A total of 2,360 books were rented from the BYU Store during the Winter 2015 semester and the store predicts even greater numbers of book rentals in the future. Initial cost savings is just one of the reasons students opt to rent their textbooks rather than purchase them.
“The average rental prices are usually 30 to 40 percent less than the retail prices,” BYU Store Academic Resources Buyer Cindy Jensen said. “The discount on used rentals is usually higher.”
Books must be returned at the end of the semester. Students will be charged the difference of the cost and an additional $5 late fee if they do not return the books.
“Some of my books have cost more than $200 brand new,” said BYU student Nicole Johnson, an elementary education major. “So whenever renting was an option, it was always a no-brainer.”
All book titles for rent have a sign showing new and used prices in addition to the rent-it-for price. If a certain textbook at the BYU Store currently costs $213.80 brand new. Used it would be $160.35. However, it can be rented new for $131.60 or used for $78.15.

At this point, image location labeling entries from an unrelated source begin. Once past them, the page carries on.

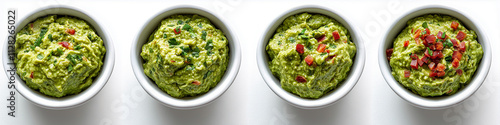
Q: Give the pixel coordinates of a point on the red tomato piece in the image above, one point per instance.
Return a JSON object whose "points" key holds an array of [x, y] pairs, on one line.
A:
{"points": [[454, 25], [336, 35], [461, 35], [70, 31], [414, 64], [196, 82], [177, 31], [407, 73], [457, 55], [300, 79], [462, 47], [441, 73], [440, 67], [425, 59], [321, 48], [426, 53], [420, 62], [299, 48], [432, 65], [459, 71], [309, 60], [455, 43], [321, 38], [455, 63], [431, 39]]}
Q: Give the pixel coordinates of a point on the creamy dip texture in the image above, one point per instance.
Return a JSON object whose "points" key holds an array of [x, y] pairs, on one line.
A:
{"points": [[434, 55], [310, 54], [186, 55], [58, 55]]}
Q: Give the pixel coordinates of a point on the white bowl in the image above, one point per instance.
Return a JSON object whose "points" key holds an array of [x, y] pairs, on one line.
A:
{"points": [[72, 100], [187, 102], [443, 101], [330, 97]]}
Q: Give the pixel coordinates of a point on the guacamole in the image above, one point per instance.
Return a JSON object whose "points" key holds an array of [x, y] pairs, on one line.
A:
{"points": [[186, 55], [310, 54], [435, 55], [58, 55]]}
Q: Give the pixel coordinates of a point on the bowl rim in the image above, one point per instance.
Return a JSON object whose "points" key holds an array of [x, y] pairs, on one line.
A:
{"points": [[331, 97], [69, 101], [434, 103], [188, 102]]}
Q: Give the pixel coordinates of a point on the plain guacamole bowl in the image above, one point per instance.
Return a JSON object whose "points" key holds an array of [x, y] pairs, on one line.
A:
{"points": [[186, 102], [442, 101], [329, 98], [69, 101]]}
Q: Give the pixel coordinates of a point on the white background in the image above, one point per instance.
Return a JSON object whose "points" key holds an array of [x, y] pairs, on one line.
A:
{"points": [[249, 101]]}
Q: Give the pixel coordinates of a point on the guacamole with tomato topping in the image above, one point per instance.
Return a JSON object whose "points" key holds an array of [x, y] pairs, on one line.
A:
{"points": [[58, 55], [435, 55], [186, 55], [310, 54]]}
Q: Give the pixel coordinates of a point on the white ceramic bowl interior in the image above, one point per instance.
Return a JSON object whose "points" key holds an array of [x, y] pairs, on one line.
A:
{"points": [[443, 101], [188, 102], [70, 101], [334, 95]]}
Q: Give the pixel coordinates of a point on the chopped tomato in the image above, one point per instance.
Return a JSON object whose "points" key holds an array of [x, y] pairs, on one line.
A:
{"points": [[299, 48], [414, 56], [461, 35], [65, 45], [441, 73], [336, 35], [420, 62], [309, 60], [457, 55], [425, 59], [321, 48], [439, 46], [462, 47], [407, 73], [414, 64], [431, 39], [440, 67], [432, 74], [418, 41], [455, 63], [454, 25], [321, 38], [432, 65], [300, 79], [455, 43], [70, 31], [434, 55], [459, 71], [177, 31], [426, 53], [388, 53], [196, 82], [417, 33]]}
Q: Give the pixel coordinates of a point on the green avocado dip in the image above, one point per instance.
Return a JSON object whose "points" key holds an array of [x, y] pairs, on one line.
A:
{"points": [[435, 55], [310, 54], [58, 55], [186, 55]]}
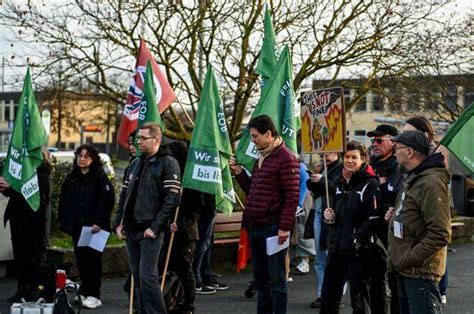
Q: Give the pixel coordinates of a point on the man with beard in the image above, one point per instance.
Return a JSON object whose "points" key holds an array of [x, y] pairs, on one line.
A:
{"points": [[386, 167]]}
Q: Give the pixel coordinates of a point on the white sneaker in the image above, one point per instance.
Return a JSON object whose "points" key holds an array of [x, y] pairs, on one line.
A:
{"points": [[444, 300], [303, 267], [91, 303]]}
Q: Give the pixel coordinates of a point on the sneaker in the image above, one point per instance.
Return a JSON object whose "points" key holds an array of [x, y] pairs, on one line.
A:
{"points": [[316, 304], [302, 268], [216, 285], [444, 300], [91, 303], [205, 290]]}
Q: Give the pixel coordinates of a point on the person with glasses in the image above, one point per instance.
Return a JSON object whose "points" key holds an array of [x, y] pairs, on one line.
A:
{"points": [[152, 197], [86, 199], [420, 224], [385, 165]]}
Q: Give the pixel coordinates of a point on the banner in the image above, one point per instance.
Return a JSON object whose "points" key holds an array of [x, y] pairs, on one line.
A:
{"points": [[25, 150], [207, 167], [459, 138], [323, 123], [164, 94]]}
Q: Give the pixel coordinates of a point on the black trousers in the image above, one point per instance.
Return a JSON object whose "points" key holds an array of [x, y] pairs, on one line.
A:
{"points": [[181, 263], [376, 266], [89, 265], [29, 253], [340, 268]]}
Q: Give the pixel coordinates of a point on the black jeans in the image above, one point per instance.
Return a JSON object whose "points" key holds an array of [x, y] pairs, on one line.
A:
{"points": [[340, 268], [417, 295], [202, 254], [143, 255], [181, 263], [269, 272], [29, 253], [89, 265], [377, 270]]}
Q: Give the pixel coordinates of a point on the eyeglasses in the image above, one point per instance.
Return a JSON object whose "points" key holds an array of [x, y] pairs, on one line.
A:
{"points": [[144, 138], [397, 148], [378, 140]]}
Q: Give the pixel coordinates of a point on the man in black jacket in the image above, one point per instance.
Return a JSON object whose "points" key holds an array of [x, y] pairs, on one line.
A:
{"points": [[152, 196], [390, 176]]}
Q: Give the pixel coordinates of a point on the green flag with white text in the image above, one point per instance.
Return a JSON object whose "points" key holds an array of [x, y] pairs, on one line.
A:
{"points": [[24, 152], [267, 59], [278, 102], [459, 138], [207, 167], [148, 111]]}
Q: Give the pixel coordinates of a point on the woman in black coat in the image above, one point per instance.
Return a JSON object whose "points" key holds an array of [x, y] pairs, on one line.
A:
{"points": [[87, 199], [352, 222]]}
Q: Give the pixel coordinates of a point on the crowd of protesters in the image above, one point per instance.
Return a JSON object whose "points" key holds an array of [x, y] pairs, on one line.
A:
{"points": [[374, 218]]}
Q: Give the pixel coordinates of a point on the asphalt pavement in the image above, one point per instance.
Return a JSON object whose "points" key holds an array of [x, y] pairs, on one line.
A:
{"points": [[301, 290]]}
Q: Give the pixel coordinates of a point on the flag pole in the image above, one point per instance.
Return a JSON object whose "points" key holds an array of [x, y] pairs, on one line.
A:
{"points": [[168, 254]]}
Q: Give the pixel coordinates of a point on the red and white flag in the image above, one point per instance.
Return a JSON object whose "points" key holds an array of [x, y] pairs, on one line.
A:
{"points": [[164, 93]]}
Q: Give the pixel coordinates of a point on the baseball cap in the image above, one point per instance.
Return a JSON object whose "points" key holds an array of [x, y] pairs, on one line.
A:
{"points": [[414, 139], [383, 129]]}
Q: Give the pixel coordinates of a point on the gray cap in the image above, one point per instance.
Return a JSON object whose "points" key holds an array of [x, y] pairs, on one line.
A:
{"points": [[414, 139]]}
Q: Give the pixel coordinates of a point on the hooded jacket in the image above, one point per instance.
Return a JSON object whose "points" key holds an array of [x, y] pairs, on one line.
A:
{"points": [[422, 209], [357, 213]]}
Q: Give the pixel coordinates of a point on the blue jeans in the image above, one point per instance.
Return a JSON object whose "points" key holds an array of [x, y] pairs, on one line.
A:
{"points": [[268, 271], [202, 254], [321, 255], [143, 255], [418, 296]]}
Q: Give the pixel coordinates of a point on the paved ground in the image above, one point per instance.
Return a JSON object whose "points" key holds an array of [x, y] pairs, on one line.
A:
{"points": [[460, 291]]}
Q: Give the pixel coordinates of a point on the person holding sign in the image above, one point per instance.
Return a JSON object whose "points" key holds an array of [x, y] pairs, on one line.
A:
{"points": [[351, 223], [272, 198], [86, 199]]}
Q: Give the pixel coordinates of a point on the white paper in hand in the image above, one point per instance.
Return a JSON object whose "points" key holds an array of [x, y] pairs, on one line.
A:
{"points": [[273, 246], [97, 241]]}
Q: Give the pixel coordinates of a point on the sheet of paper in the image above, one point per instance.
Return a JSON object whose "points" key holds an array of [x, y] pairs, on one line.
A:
{"points": [[97, 241], [273, 246]]}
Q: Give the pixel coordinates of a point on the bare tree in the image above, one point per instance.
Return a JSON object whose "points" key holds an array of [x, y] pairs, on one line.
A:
{"points": [[375, 40]]}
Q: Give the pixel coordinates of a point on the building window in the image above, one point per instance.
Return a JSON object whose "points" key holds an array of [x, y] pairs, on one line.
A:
{"points": [[362, 104], [377, 102]]}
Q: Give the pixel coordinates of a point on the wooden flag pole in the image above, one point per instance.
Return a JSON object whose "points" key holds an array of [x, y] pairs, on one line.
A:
{"points": [[132, 289], [168, 254]]}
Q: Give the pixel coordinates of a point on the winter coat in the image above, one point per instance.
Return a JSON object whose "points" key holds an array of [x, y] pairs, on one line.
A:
{"points": [[18, 211], [85, 200], [422, 207], [273, 190], [357, 213], [158, 191], [318, 189]]}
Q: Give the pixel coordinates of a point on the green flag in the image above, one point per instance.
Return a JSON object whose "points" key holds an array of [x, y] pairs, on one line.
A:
{"points": [[267, 60], [148, 110], [459, 138], [207, 168], [24, 152], [276, 101]]}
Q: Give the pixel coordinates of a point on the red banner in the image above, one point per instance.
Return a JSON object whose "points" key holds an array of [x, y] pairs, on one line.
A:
{"points": [[164, 93]]}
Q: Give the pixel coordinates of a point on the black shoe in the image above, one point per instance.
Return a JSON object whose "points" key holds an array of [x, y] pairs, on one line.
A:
{"points": [[214, 284], [20, 293], [204, 290], [316, 304], [250, 292]]}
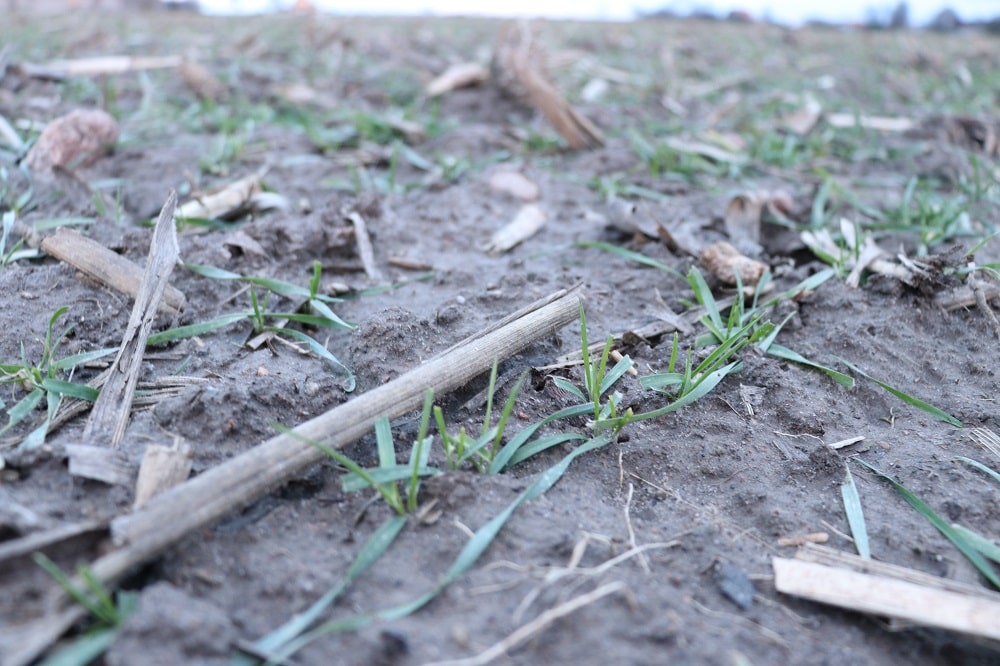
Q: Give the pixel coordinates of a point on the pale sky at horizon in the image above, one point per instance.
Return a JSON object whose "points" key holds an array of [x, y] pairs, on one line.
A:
{"points": [[786, 11]]}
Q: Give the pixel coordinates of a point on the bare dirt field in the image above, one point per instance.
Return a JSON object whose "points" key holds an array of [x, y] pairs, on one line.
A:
{"points": [[858, 168]]}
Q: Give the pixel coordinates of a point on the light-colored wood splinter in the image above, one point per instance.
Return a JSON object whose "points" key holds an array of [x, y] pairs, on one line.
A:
{"points": [[204, 499], [911, 598], [109, 416], [107, 267], [365, 249]]}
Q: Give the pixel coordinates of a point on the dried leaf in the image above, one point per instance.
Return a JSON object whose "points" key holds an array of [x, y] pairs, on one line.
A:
{"points": [[724, 261]]}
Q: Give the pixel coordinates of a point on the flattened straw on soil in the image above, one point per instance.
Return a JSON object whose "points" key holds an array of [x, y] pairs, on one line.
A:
{"points": [[97, 66], [107, 267], [110, 414], [536, 626], [198, 502], [923, 603]]}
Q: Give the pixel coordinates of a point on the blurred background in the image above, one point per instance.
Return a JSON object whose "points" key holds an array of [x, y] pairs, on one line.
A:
{"points": [[937, 14], [915, 13]]}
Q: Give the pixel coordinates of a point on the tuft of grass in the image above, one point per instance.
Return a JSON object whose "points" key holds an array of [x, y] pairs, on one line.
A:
{"points": [[107, 614], [855, 516], [42, 380], [318, 315], [958, 538], [908, 399]]}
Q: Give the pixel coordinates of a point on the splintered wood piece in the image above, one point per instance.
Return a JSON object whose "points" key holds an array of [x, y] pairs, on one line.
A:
{"points": [[515, 184], [461, 75], [528, 222], [200, 501], [800, 539], [162, 468], [61, 69], [222, 203], [882, 595], [365, 249], [110, 413], [518, 67], [725, 261], [107, 267]]}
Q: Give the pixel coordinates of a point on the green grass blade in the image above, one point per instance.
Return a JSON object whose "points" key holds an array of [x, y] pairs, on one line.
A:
{"points": [[502, 459], [980, 466], [22, 409], [705, 384], [490, 390], [908, 399], [989, 549], [630, 255], [541, 444], [383, 443], [508, 409], [420, 452], [388, 492], [855, 516], [781, 351], [473, 549], [703, 294], [94, 607], [191, 330], [616, 373], [570, 388], [957, 538], [348, 383], [70, 362], [370, 552], [324, 310]]}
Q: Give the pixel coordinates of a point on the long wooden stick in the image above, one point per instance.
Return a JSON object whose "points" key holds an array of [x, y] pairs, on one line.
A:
{"points": [[107, 267], [109, 416], [194, 504]]}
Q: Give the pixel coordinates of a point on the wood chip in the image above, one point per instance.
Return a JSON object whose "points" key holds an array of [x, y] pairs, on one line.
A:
{"points": [[725, 261], [801, 539], [528, 222], [99, 463], [881, 595], [162, 468], [515, 184], [109, 416], [107, 267], [73, 140], [461, 75], [703, 149], [224, 202]]}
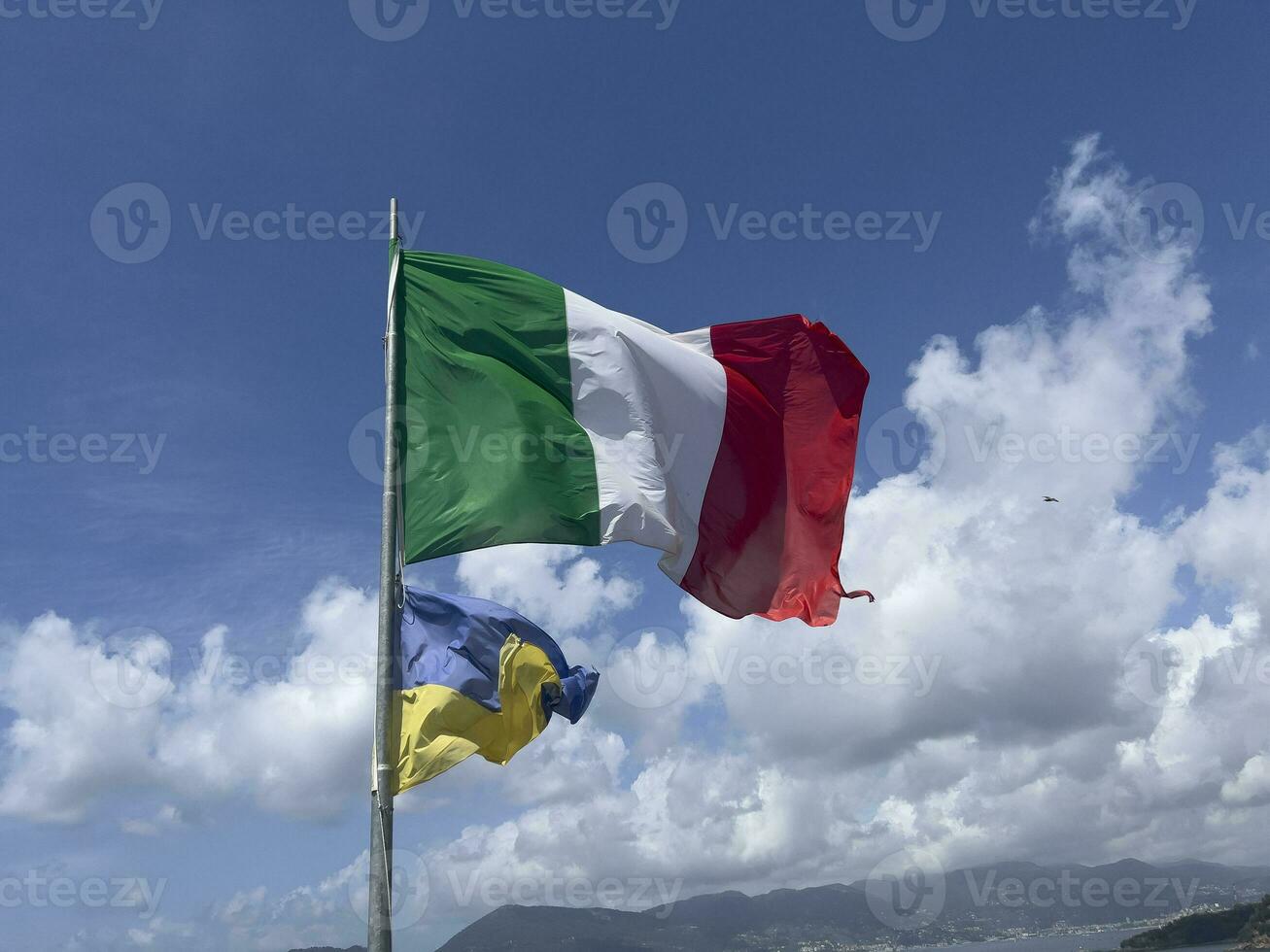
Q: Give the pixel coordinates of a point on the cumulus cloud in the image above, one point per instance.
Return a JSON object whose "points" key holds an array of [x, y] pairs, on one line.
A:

“I always look around for the best price before buying my textbooks,” Johnson said. “I have a hard time paying so much money, especially when I won’t necessarily need the book for the future. That’s why renting is such a good option.”
Renting isn’t always the cheapest option. Students can often sell their books back for close to what they bought them for at the end of the semester.
“It’s actually more cost effective to buy the book if there’s a chance it will be used the next semester,” Jensen explained. “BYU will buy back books depending on if the professor adopts it again for the next semester and how many students are registered for the course.”
Books rented from the BYU Store can be used just like books that are purchased. Students are free to highlight and make some notes in rented books. “Highlighting, underlining, taking notes in the margins is all allowed,” Jensen said. “What you don’t want to do is bring your book back water damaged or obliterated to the point where it’s no longer readable.”
Deciding whether to buy or rent depends on each student’s situation. Students who purchase new or used books and sell them back can sometimes obtain similar savings, but students can lock in the savings up front with a rental.